Pop music’s glitterati weren’t the only ones to speak out in Swift’s defense. Both Senator Elizabeth Warren as well as Representative Alexandria Ocasio-Cortez spoke out on the dangers of private equity firms like the ones that enabled Braun to purchase the Big Media Label Group, with Ocasio-Cortez tweeting “Private equity groups’ predatory practices actively hurt millions of Americans. Their leveraged buyouts have destroyed the lives of retail workers across the country, scrapping 1+ million jobs. Now they’re holding [Swift’s] own music hostage. They need to be reined in.”

The 1+ million jobs she’s referring to are the retail positions lost due to private equity buyouts like Toys ‘R Us, Sears, and Sports Authority, among others. It’s another manifestation of the dangers of unregulated capitalism, albeit a particularly glaring and shocking one.

The Aftershocks of Taylor’s Versions

Swift’s battle against Braun and Big Media Label Groups is a microcosm of a number of seismic shake-ups changing society. It’s a textbook example of predatory capitalism, especially when considering how the label tried to use contract negotiations to extort a new deal out of Swift. It’s also another example of a woman standing up to powerful men, which has been one of the most prevalent narratives of the last decade. Swift offers an example of what can be accomplished by a powerful, capable woman working in the music industry on her own terms.

Swift’s battle against Big Media Label Groups also illustrates the changing face of today’s music and entertainment industries. Today’s Pop Stars are bigger, more powerful, and more influential than even some of the most prominent musicians in history. They also have a more direct relationship with their fans, via social media, which can be leveraged to give them even more power and influence. Hell hath no fury like Swifties, Barbz, and The Beyhive.

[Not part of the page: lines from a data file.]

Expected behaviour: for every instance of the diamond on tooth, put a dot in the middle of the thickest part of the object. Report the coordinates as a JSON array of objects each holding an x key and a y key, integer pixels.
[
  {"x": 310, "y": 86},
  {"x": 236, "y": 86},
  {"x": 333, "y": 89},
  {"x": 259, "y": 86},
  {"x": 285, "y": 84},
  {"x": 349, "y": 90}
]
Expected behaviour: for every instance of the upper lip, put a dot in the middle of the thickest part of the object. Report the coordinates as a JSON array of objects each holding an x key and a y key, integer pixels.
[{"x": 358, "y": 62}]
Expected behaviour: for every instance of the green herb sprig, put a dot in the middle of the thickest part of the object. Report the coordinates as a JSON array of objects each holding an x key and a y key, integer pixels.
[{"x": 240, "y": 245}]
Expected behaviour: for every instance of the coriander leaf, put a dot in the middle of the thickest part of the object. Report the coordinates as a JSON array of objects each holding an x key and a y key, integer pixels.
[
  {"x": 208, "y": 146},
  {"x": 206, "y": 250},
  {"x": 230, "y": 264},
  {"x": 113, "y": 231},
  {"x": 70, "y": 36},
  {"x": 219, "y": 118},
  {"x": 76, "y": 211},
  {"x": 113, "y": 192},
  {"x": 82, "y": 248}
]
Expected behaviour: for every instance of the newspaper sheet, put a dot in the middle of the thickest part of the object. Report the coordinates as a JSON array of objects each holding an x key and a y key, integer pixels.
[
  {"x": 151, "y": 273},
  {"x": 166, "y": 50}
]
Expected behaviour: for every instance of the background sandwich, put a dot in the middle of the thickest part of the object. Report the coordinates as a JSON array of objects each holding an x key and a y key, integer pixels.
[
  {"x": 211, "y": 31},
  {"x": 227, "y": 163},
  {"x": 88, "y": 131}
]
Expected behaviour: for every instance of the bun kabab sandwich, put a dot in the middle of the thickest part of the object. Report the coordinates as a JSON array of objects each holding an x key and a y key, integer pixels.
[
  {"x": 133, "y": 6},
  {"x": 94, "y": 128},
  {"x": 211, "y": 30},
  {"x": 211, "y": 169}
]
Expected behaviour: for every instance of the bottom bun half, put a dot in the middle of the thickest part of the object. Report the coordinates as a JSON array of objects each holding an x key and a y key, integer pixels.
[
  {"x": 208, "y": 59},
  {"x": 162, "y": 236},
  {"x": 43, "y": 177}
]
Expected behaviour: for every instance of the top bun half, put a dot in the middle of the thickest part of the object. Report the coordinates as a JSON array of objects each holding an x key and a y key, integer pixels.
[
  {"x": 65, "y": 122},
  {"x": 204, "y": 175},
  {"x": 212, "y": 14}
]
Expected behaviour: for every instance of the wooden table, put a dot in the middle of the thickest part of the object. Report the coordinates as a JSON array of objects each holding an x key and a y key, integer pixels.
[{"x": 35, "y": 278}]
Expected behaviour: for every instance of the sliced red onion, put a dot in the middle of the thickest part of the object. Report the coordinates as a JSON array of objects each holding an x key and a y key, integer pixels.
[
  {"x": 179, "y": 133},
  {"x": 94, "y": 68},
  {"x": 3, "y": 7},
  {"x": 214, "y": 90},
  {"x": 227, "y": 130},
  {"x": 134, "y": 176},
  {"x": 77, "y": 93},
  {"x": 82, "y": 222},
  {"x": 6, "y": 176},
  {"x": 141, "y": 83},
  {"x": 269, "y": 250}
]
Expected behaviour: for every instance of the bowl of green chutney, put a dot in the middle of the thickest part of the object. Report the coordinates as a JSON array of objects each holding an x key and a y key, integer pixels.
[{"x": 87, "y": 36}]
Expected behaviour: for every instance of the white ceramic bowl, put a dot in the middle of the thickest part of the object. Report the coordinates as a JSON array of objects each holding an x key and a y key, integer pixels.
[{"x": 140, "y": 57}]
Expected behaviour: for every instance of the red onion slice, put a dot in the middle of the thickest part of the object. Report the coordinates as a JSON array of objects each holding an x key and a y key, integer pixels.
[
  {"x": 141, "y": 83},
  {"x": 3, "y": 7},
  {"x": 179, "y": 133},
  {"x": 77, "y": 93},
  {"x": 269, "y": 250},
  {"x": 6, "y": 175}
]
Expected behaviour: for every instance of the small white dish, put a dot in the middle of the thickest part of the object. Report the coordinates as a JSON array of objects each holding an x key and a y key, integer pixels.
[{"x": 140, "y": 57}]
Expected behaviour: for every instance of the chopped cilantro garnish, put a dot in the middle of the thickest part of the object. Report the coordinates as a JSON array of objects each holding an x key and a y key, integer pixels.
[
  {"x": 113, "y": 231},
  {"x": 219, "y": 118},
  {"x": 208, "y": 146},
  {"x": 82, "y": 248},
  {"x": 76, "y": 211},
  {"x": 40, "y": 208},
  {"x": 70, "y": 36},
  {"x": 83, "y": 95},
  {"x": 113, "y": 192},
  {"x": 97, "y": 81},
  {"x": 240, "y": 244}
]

Many of these struggles and conversations are ongoing and likely will be for some time. The current writer’s strike in Hollywood is another example of creative workers standing up for themselves demanding workplace protection and just compensation for their labor. Swift understands that without artists and creators, there are no networks. They make the media we share as memes. They write the anthems we post to our Instagram Stories and supply the quotes that become captions on Threads. They tell the stories and make the art that makes life worth living, reminding us there’s so much more to living than punching the clock and making money for someone else.

Taylor’s Triumph

Swift’s battles against the recording industry have clearly paid off. Numerous Taylor’s Versions have broken several records, including the most streamed album in a day and most streamed female artist in a day. The re-recorded 10-minute version of “All Too Well” set a record for the longest song ever to chart, as well, beating out Don Maclean’s “American Pie” for the honor. It also sent a clear message, that may be Swift’s most enduring legacy – her fans were willing to follow her. When she started re-releasing Taylor’s Versions of her iconic back catalog, her fans responded by listening to the new versions instead of the originals owned by Braun. Her gambit has paid off, as she currently earns a staggering $8.5 million in streaming royalties each month. Each of the re-recorded albums has been streamed more than the originals by at least 300% since their release, too. Red (Taylor’s Versions) has sold an unbelievable 10x the amount of the original! In addition, Taylor’s summer concert tour has become the event of the year. A Taylor economy has sprung up in towns where she sings. She’s playing sold-out stadium shows and playing for three hours, something no other modern artist does. Taylor’s events are a throwback to Beatlemania. She’s the #1 superstar in the world, and there isn’t a close second. Clearly, artists do still have power – if they’re willing to use it.